Attribute-Based Comparison. Table 1 shows the attribute-based comparison between different methods, which demonstrates that our tracker outperforms others especially in case of illumination variations, scale variations, and rotations. The tracking results of the five trackers are illustrated directly in Fig. 3. Specifically, the DSST and Staple methods do not perform well in soccer sequence, of which the challenging issues are illumination variations and rotations. The proposed tracker accurately tracks the woman while the CN and KCF methods drift in walking2 sequence with the target undergoing significant scale variations. Since the proposed method updates the models adaptively, our tracker outperforms others in girl sequence when the girl’s face is severely occluded by the man’s.

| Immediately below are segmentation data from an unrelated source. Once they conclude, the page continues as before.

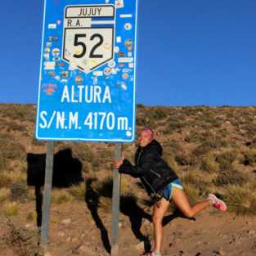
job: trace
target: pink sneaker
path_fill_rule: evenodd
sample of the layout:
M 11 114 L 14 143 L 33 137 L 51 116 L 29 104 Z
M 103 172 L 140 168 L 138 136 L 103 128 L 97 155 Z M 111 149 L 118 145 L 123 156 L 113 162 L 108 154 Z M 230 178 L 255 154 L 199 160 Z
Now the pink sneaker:
M 225 212 L 227 209 L 226 204 L 218 199 L 216 195 L 213 194 L 209 194 L 208 200 L 210 200 L 211 204 L 213 207 L 218 209 L 219 210 Z

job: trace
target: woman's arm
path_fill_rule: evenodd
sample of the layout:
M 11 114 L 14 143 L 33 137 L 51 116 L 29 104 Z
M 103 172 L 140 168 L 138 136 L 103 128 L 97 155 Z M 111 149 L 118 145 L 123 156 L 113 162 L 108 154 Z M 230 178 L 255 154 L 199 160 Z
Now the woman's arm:
M 140 165 L 132 165 L 128 159 L 124 159 L 123 164 L 119 168 L 119 172 L 139 177 L 147 173 L 159 160 L 159 155 L 155 154 L 147 154 L 141 160 Z

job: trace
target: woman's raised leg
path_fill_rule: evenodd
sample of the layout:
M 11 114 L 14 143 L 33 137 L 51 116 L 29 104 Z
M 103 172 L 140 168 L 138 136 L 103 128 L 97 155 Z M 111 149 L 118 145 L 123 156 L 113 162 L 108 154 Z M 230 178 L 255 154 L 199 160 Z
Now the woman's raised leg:
M 178 209 L 187 218 L 194 217 L 210 205 L 210 200 L 206 200 L 191 206 L 184 191 L 177 187 L 173 187 L 172 199 Z
M 163 218 L 170 204 L 170 202 L 162 198 L 154 204 L 153 209 L 153 227 L 154 227 L 154 251 L 160 254 L 163 240 Z

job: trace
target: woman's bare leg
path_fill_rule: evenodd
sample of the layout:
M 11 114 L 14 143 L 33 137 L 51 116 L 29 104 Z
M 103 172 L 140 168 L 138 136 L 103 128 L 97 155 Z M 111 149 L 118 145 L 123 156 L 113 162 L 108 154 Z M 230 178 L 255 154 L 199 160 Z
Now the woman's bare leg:
M 154 251 L 160 254 L 163 240 L 163 218 L 170 204 L 170 202 L 162 198 L 154 204 L 153 209 L 153 227 L 154 227 Z
M 210 201 L 206 200 L 191 206 L 188 198 L 182 189 L 173 187 L 172 199 L 176 206 L 187 218 L 192 218 L 198 213 L 210 205 Z

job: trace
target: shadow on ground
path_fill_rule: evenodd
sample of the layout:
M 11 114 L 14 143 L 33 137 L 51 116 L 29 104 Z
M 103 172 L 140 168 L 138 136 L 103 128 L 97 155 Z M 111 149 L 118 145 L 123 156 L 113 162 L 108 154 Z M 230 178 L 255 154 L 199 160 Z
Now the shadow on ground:
M 42 204 L 46 154 L 27 154 L 27 184 L 34 186 L 36 196 L 37 226 L 42 226 Z M 52 186 L 66 188 L 83 181 L 82 163 L 70 148 L 59 150 L 53 158 Z

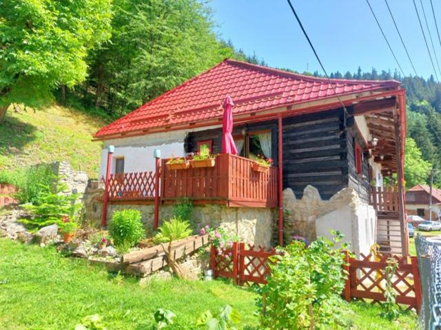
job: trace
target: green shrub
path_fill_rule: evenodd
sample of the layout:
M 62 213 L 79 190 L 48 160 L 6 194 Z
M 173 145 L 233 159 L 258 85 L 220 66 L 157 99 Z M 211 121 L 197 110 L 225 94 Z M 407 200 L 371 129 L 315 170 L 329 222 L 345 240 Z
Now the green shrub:
M 141 219 L 141 212 L 136 210 L 122 210 L 113 213 L 109 223 L 109 233 L 121 252 L 128 250 L 145 236 Z
M 0 171 L 0 184 L 9 184 L 17 188 L 14 197 L 20 203 L 37 204 L 42 194 L 53 189 L 57 179 L 50 165 L 42 164 Z
M 32 219 L 22 219 L 20 221 L 31 229 L 40 228 L 54 223 L 63 226 L 65 217 L 74 221 L 81 204 L 76 203 L 76 194 L 66 196 L 59 193 L 65 190 L 65 184 L 57 186 L 54 192 L 45 187 L 45 190 L 41 192 L 41 195 L 36 200 L 35 205 L 25 205 L 25 208 L 33 215 Z
M 307 248 L 295 241 L 271 257 L 271 276 L 258 300 L 265 329 L 335 329 L 343 311 L 342 250 L 320 237 Z

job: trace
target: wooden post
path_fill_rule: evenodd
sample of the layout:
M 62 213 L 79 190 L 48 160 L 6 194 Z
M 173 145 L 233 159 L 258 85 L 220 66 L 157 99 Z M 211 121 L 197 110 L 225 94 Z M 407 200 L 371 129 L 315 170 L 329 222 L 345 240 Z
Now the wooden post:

Table 1. Ranked AUC scores (%) of the success rates on eleven attributes. The number of sequences associated with the corresponding attribute is shown in parenthesis. The , and performance are indicated by colors.

Ablation Analysis. In order to validate the effectiveness of the key components of our approach, the comparison between the following variants is shown in Fig. 2(c): (i) the proposed method; (ii) the setting without scale estimation scheme like that in [4, 11]; (iii) the setting using the linear scale estimation scheme which is applied in [2, 7]; (iv) the setting without color information, similar to [4, 7, 11]; (v) the setting without dynamic decision fusion, similar to [2]; (vi) the setting using multi-channel filters, which is applied in [2, 7]; (vii) the setting without adaptive memories, which is similar to [2, 4, 7, 11]. The result demonstrates that each key component of the proposed approach is significantly conducive to the improvement of final tracking performance, especially the kernelized scale estimation scheme.

5 Conclusion

In this paper, we propose a novel scale estimation scheme with kernel trick by exploiting the nonlinear relationship over targets of different sizes. Besides, a dynamic decision fusion strategy is proposed to combine the color information with the HOG features, which makes the translation estimation more robust to both deformations and color changes. Moreover, we design an adaptive online learning scheme in order to decontaminate the training set, which efficiently prevents the tracker from drifting. The proposed tracker has achieved encouraging empirical performance in comparison to other state-of-the-art trackers on OTB, especially on conditions of scale variations, illumination variations, and rotations of the target.